I lavori sono stati aperti dal Consigliere generale Padre Pierre Assamouan Kouassi, incaricato delle Missioni, che ha organizzato il Convegno insieme e da Suor M. Irma Rabasa, Consigliera generale delle Piccole Suore Missionarie della Carità.
Presenti i due superiori generali dei FDP, Don Tarcisio Vieira e delle PSMdC, Suor Maria Mabel Spagnuolo che hanno evidenziato come “gli attuali superiori generali delle famiglie religiose orionine siano il frutto del lavoro dei missionari italiani che partirono per l’America Latina già dagli anni 30 del secolo scorso”. Un segno importante per entrare nel vivo dei lavori del convegno missionario.
Con uno stile tutto orionino ogni partecipante si è presentato per entrare subito in un clima di condivisione e di reciproca conoscenza che porterà nei prossimi giorni ad un inteso lavoro - suddiviso in otto commissioni - programmatico e di scambio esperienziale.
Il primo giorno del convegno si è concluso con la celebrazione della Santa Messa presieduta da Padre Kouassi che durante l’omelia ha evidenziato le parole che Papa Francesco ha indirizzato alle PSMC in occasione del recente capitolo generale “il missionario deve essere audace, creativo, vivo. Non servono preti e suore da salotto, ma veri discepoli missionari”.
Oggi, secondo giorno, il VI Convegno Missionario Orionino, in corso a Montebello, è entrato nel vivo con le relazioni dei due Superiori generali Don Tarcisio Vieira dei FDP e Suor M. Mabel Spagnuolo delle PSMC.
I due superiori generali hanno proposto un’unica relazione, letta insieme, per testimoniare idealmente il cammino fatto dalle due Famiglie religiose - specialmente in missione -  unite dal grande carisma di San Lugi Orione. Tre le tematiche principali affrontate: il bilancio del sessennio precedente, una fotografia sulla situazione attuale ed in ultimo quali le prospettive per il futuro.

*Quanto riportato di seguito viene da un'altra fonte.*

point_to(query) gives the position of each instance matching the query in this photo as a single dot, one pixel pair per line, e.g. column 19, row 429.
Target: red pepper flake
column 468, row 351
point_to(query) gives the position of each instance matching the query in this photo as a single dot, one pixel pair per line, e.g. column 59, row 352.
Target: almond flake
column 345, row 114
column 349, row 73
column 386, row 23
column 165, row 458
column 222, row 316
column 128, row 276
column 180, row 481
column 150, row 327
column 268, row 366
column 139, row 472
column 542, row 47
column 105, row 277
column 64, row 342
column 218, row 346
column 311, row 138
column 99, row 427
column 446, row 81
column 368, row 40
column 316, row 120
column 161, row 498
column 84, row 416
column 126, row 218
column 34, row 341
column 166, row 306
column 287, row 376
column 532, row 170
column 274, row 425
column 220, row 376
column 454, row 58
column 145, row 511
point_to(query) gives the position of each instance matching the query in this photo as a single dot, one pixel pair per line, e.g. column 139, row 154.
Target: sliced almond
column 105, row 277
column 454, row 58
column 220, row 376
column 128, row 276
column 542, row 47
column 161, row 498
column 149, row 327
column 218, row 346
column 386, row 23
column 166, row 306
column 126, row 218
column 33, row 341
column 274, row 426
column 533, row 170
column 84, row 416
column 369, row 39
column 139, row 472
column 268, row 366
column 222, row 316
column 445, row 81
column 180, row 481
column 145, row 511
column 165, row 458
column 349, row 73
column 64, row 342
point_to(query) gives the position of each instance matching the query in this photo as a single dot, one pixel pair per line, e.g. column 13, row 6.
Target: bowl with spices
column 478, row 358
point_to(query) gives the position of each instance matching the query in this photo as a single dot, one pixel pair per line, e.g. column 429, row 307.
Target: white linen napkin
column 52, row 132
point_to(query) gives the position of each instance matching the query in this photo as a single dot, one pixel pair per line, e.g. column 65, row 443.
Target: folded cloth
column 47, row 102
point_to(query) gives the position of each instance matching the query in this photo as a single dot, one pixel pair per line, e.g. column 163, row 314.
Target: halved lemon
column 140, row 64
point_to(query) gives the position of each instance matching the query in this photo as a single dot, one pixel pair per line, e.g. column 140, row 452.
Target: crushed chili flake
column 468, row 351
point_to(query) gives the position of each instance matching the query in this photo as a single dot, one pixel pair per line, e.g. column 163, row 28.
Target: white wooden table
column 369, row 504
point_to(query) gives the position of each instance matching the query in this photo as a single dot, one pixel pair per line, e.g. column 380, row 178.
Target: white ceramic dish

I due Superiori generali hanno poi indicato congiuntamente i sei punti da seguire per una profonda “conversione missionaria”. Una vera e propria “guida del missionario orionino” ispirata dall’insegnamento di San Luigi Orione e dal Magistero di Papa Francesco riassunti, appunto, in sei punti: la Conversione nell’identità missionaria a partire dal fatto che gli orionini sono prima di tutto “servi di Cristo e dei poveri; la Conversione missionaria del cuore grazie alla quale i religiosi e le religiose vadano oltre i confini delle istituzioni di carità per portare in ogni ambiente il profumo della carità di Cristo; la Conversione missionaria nell’opzione dei poveri verso i quali il missionario orionino deve portare e condividere la gioia del Vangelo; la conversione missionaria del metodo che si basi sulla vicinanza, l’incontro, il dialogo e l’accompagnamento; la conversione del dinamismo missionario essere sempre di più preti e suore che corrono per essere in mezzo alla gente con il passo rapido di chi ha premura; la conversione missionaria dell’orionino che porti ad adottare la santità come stile di vita sforzandosi soprattutto di curare l’adesione personale a Cristo.